Philo slammed the rolled newspaper into his palm. “You fools in the press’re going to get someone hung before day’s end.”

“We don’t create the news or mobs, Keane. We can only report the brewing storm. Nature and human nature in particular creates the storm.”

“You fan the damn flames!”

Carmichael only shrugged, then added, “We sell papers. You know that.”

“And this damnable, confounded headline calling it the work of the Phantom?” asked Ransom.

“Yeah,” agreed Philo, poking a finger in Carmichael’s chest. “The victim has her head intact and was not set aflame!”

“That’s likely no comfort to her loved ones, Philo.” Ransom got into a cab and Philo climbed in beside him.

“Share the cost?” asked Philo.

“Sure, but I’m going to the station house. Still have some contacts there, and these vanishings began some time ago. Need to check some missing persons reports.”

“On other vanished people?”

“On other vanished children, Philo. These poor missing appear to’ve been snatched off the street at random. Possibly kept like animals until starved. According to cops working the case, the last one turned up like Chapman…dead and gutted. Her name was Millie Edeh, aged eleven.”

“Another little girl?”

“If it is the same monster, he does not discriminate; several boys of the same or close age have also gone missing.”

“Bloody hell, and the papers’re just getting it now?”

“Yes, well who’s story is it now? Senator Chapman’s granddaughter’s involved.”

“Are you saying the Chicago press doesn’t care if the victims are unknowns, say, homeless children?”

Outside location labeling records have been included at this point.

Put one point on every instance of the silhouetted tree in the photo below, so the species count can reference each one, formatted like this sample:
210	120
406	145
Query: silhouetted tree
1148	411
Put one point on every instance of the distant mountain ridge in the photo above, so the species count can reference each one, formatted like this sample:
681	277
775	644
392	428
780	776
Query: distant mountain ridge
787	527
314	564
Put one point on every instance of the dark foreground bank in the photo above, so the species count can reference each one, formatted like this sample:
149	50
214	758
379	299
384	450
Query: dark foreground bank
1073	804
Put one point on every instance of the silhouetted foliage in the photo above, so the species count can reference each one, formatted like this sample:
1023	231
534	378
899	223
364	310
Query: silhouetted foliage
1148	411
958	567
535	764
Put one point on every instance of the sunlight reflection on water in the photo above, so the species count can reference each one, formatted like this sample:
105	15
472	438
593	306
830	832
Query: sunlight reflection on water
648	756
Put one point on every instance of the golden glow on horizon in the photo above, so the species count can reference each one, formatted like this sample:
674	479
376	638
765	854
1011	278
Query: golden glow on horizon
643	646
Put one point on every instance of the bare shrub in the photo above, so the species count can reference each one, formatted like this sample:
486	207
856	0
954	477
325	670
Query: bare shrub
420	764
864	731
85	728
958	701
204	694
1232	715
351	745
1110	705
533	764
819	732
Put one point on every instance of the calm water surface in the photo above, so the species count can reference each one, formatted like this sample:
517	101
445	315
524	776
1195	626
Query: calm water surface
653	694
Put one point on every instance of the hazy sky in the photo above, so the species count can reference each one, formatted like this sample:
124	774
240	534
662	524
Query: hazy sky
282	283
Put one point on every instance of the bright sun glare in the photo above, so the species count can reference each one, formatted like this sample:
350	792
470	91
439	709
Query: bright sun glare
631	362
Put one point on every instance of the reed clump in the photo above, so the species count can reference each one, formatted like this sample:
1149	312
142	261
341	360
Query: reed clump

“What rock do you live under, Philo? It’s not the press doesn’t care if homeless children go away-by any means-but society’s wish!”

This silenced Philo for a moment. “And have all these young victims gone missing their entrails?”

“Entrails, organs, fleshy protrusions, eyes-”

“Enough!” said Philo.

Ransom gritted his teeth and shrugged. “We may well have a cannibal-killer on our hands.”

“A man eater?”

“A child eater.”

“You think he’s cooking up their entrails?”

“What else does a madman do with entrails than to boil ’em and consume ’em?”

“Like so much sausage?”

“Do you have another theory?”

“Perhaps he feeds his dogs thus.”

“Yeah…there is that possibility.”

“So how’re you feeling now, Alastair, now that you’ve had time to reflect on events?”

“Events?”

“The end of the Phantom, of course. Taking out the garbage, I think you called it.”

Ahhh …you mean, how do I feel about myself?”

The carriage slowed to a standstill over the brick street outside the Des Plaines Street station house.

“Yes, now that you’ve set the scales right?”

“Set the scales right? I am the scales, Philo, in the end…setting myself up the avenger?”

“I suppose, yes. But you are evading my question: how do you feel?”

“How do I feel?”

“About yourself, my friend?”

“Philo, my father left me with little, but he often said the only material thing you can gain, lose, or possess that is of any consequence is how you feel about yourself.”